My little girl who will be 6 in May doesn't have a friend that she wants to invite over either.  She gets along with everyone, but when asked who she plays with the most at school she'll name a couple of different girls.  She does dancing once a week and knows one girl there that's in Jr. Kindergarten at her school plus 2 of her second cousins are there, but they don't go to school yet. I think cheerleading was a wonderful idea for your daughter whom I think is just shy and will come out of her shell. 

gregheather
by on Mar. 3, 2011 at 3:41 PM

My DD is the same way - she likes everyone and gets along with everyone, but no special friend yet. Next year she'll have an almost all new set of kids so maybe it will be different.

kdgord
by Member on Mar. 4, 2011 at 11:27 AM

I wouldn't worry about it too much at all. This coming from my own experience in school. I never had  one really special friend in school until high school that I wanted to invite over. I talked to everyone and was better friends with the boys through all my years in school but never really wanted to invite any of them over. The only "close" friend I had at a young age was because we were pretty much forced together by our parents and really, I wasn't very thrilled most of the time because I was forced to play with her even when I just wanted to be by myself.
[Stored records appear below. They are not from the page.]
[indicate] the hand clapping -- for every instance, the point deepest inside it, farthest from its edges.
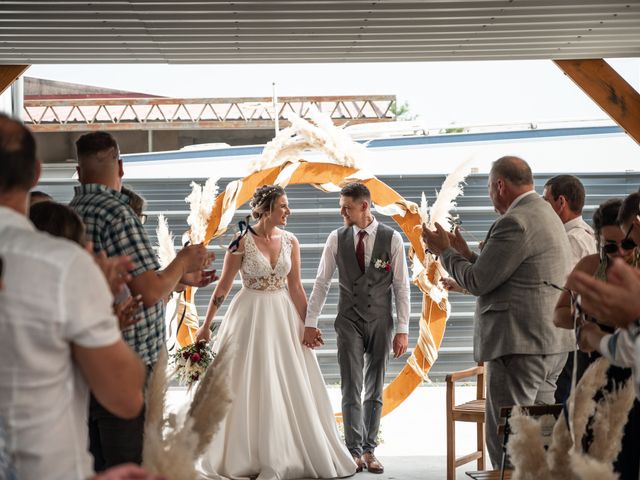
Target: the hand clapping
(437, 241)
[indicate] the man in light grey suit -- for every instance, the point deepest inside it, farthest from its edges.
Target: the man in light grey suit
(513, 329)
(371, 265)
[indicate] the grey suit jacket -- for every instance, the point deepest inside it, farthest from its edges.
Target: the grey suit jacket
(514, 309)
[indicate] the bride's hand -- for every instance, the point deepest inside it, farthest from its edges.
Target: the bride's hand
(203, 334)
(312, 337)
As long as she is talking to the other kiddos and having fun at school I wouldn't worry and wouldn't pressure her at all. She will find a close friend when she meets the right friend.

MommyCannon
by on Mar. 6, 2011 at 2:07 PM

Thanx ladies.

Fri night she had her 1st sleep over. When we got there she immediately ditched us to go play with the other girls. That made me feel better even though Mama's feelings were hurt that she didn't even tell me bye or give me a kiss. LMBO. And she stayed the whole night without asking for me. So that for her is a major step from how she used to be and I am so proud of her. And she really wants to play again with the twin girls (the ones who the slumber party was for). That is awesome.

She is just changing so fast. And getting into an age I kinda don't understand. Which is why I joined this group.